Closing Time
Suggested music: Ella Fitzgerald - Blues in the Night
Descending Wood 24, R.Y. 770
Traces of smoke lingered in the dusty bar, which had largely emptied. Even for the Grass-Spiders and their associates, it eventually came time to put down the bottle and retire (stumble) to one's quarters. Nevertheless, an unlikely inhabitant remained in the bar.
Midori Rizuka was the bar's lone remaining inhabitant, staring wistfully into a half-empty cup of tea. She idly stirred the small spoon resting in the tea, lost in her thoughts. She didn't visit The Training Grounds often, and had come in this night as most patrons were on their way out.
Nuadha O'Bannon had just finished cleaning out and hanging up a few glasses, and made his way over to the senior Grass-Spider. The bar was dark - most of the torches had been put out. Nuadha noticed that even in the dark, Rizuka's fair skin took on an almost green, pearlescent glow. Technically, it was past the bar's closing hour, but Nuadha wasn't about to throw out the oldest living member of the organization. Stopping in front of Rizuka's seat in the bar, he leaned forward, speaking gently to her.
"Can I get ya' something, ma'am?"
Although not startled by his polite intrusion, it was clear Rizuka was not fully paying attention to her surroundings. She looked up to Nuadha, smiling.
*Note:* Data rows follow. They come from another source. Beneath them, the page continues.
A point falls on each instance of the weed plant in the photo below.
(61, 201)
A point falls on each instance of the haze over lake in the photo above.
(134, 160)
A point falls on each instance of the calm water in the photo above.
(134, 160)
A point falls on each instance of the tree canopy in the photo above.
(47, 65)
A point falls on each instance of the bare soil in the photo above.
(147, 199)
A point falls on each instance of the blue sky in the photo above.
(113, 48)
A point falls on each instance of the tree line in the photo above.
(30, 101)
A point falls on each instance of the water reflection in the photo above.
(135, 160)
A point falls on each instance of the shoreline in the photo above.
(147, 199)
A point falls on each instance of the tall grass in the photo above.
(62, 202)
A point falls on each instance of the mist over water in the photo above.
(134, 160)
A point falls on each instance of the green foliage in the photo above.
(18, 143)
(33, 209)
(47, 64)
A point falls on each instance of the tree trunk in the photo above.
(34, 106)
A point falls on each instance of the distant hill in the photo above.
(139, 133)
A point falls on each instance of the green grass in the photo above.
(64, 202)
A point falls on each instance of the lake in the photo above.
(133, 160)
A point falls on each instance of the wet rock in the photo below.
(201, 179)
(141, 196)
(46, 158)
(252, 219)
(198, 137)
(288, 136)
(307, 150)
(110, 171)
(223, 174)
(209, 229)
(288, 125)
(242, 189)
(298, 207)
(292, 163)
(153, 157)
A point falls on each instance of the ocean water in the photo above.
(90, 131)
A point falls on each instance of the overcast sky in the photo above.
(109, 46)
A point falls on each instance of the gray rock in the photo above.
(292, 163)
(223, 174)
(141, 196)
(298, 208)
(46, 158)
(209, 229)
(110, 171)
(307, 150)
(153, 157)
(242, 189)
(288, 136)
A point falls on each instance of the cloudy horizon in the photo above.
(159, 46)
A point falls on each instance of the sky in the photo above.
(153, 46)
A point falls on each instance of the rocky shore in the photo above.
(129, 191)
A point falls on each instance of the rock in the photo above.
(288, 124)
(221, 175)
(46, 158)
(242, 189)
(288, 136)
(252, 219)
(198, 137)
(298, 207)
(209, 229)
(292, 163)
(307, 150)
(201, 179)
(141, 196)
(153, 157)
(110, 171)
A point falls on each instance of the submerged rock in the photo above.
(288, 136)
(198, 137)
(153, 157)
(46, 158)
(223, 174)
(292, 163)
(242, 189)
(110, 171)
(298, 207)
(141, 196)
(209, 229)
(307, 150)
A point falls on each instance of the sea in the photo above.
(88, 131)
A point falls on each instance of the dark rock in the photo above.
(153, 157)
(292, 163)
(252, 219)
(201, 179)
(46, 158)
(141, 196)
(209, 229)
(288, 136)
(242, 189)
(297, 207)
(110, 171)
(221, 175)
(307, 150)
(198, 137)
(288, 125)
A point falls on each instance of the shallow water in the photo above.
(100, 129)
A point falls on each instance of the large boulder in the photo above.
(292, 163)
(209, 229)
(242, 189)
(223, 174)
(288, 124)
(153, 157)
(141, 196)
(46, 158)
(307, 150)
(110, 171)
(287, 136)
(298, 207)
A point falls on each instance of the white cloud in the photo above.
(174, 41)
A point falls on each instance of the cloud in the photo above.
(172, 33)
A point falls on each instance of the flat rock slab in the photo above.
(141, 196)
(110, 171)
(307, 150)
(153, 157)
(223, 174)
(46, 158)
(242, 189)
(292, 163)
"No, thank you. I must be a bother, keeping you open so late. I'll be on my way shortly."
Nuadha shrugged, smirking sheepishly.
"No trouble, ma'am. My doors are always to the Grass-Spiders. If you need anything, you just whistle for me."
Deciding to leave the elder Dragon-Blood to her thoughts, Nuadha went back to cleaning up other areas of the bar. Fortunately, it was not difficult to stay busy - after the Circle With No Name visited, it was easy to think there were two hundred Grass-Spiders rather than two-dozen. Nuadha was a bit surprised when the door opened gently and an enormous form ducked carefully into the doorway. Iron Shatters Oak nodded to Nuadha on his way in, but appeared more interested in the woman sitting at the bar. He approached with a slight grin, taking a seat next to Rizuka. He stared at her for a few seconds, his grin persisting.
"Midori, this is not where I thought I'd find you."
She looked up from her tea, smiling to Oak and cheerfully inquiring, "Did you come looking for me?"
Oak laughed a little, shaking his head.
"You wish! Me? No, I came for a nightcap. You're the last person I expected to see... Is that tea? Really?"
Oak couldn't help but jeer at Rizuka's timid choice of beverage. She shrugged a little, still smiling.
"I wanted a change of scenery, Oak, not a hangover. I didn't come for the booze."
Oak shook his head in a disapproval that was at least half-serious, replying, "By the gods, Midori. Some criminal queenpin you are."
Rizuka, in good humor, defended herself.
"Oak, I don't come here to scold you about your late-night boozing. What gives?"
Oak, certainly the more crass of the two eldest Grass-Spiders, was ready with a counter-attack.
"And I don't come to a bar to drink tea with old women. But since we're both here anyway, how about you let me buy a girl a real drink?"
Rizuka rolled her eyes ever so slightly, shaking her head. She looked down into her tea for a moment, giving it a final stir before glancing up to Oak, simultaneously pulling out the stool next to her as an invitational gesture. Oak accepted her offer, taking a seat on her left. Rizuka slid her tea to other edge of the bartop and looked to Oak.
"You're going to be death of me, Oak. I didn't get to be this old by obliging every enterprising man who offered me a drink, you know."
Oak waved a hand dismissively to Rizuka as he tapped lightly on the bar with the other one, signaling for Nuadha. He replied to Rizuka, "Yeah, yeah, I know. Rice and tea, early to bed, early to rise, all that crap. Sounds like a blast."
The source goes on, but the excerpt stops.